La passion, au moment où elle est éprouvée, ne constitue pas une qualité, mais un mouvement ; lorsqu’elle a été éprouvée et qu’elle est devenue durable, elle forme une qualité[1] ; enfin, si l’être qui a éprouvé la passion n’en a rien gardé, il faut dire de lui qu’il a été mû, ce qui revient à avoir été en mouvement. Il faut seulement concevoir alors le mouvement abstraction faite du temps : car il ne convient pas de joindre à la conception du mouvement celle du présent[2].

Enfin, [l’adverbe] bien et les autres termes analogues rentrent dans la simple notion du genre de la qualité.

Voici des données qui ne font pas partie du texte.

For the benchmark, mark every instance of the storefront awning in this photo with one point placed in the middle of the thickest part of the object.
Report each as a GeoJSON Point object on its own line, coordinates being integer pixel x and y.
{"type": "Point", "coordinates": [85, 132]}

Il nous reste à examiner s’il faut rapporter au genre de la qualité être rouge sans y ramener aussi rougissant[3] : car rougir n’y rentre pas, parce que celui qui rougit pâtit ou est mû. Mais s’il cesse de rougir, s’il a rougi, il a une qualité : car la qualité ne dépend pas du temps, mais consiste à être de telle ou telle sorte ; d’où suit qu’ayant rougi est une qualité. De cette manière, nous regarderons comme

  1. Ce que Plotin dit ici se rapporte aux qualités qu’Aristote appelle affectives : « Toutes les modifications qui prennent leur origine dans quelque affection permanente et invariable se nomment des qualités affectives. Ainsi la blancheur et la noirceur sont dites des qualités, soit qu’elles résultent d’une constitution naturelle, parce qu’alors elles font que nous sommes qualifiés d’après elle de telle ou telle manière ; soit qu’une maladie fort longue ou bien une chaleur brûlante produisent ce même effet de blancheur ou de noirceur, et qu’alors ces deux qualités deviennent difficilement effaçables ou même demeurent durant la vie de l’individu. Dans ce cas même, ce sont encore des qualités puisque nous sommes qualifiés d’après elles. Toutes les modifications qui proviennent de causes aisément détruites, et dont les effets sont passagers, peuvent être appelées des affections, mais non des qualités : car elles ne peuvent déterminer une qualification pour l’individu. On ne dit pas qu’un homme est de couleur rouge parce qu’il rougit de honte, etc. » (Catégories, II, chap. VIII ; trad. fr., p. 99.)
  2. Voy. ci-dessus liv. i, § 17, p. 181.
  3. Voy. le passage d’Aristote que nous venons de citer.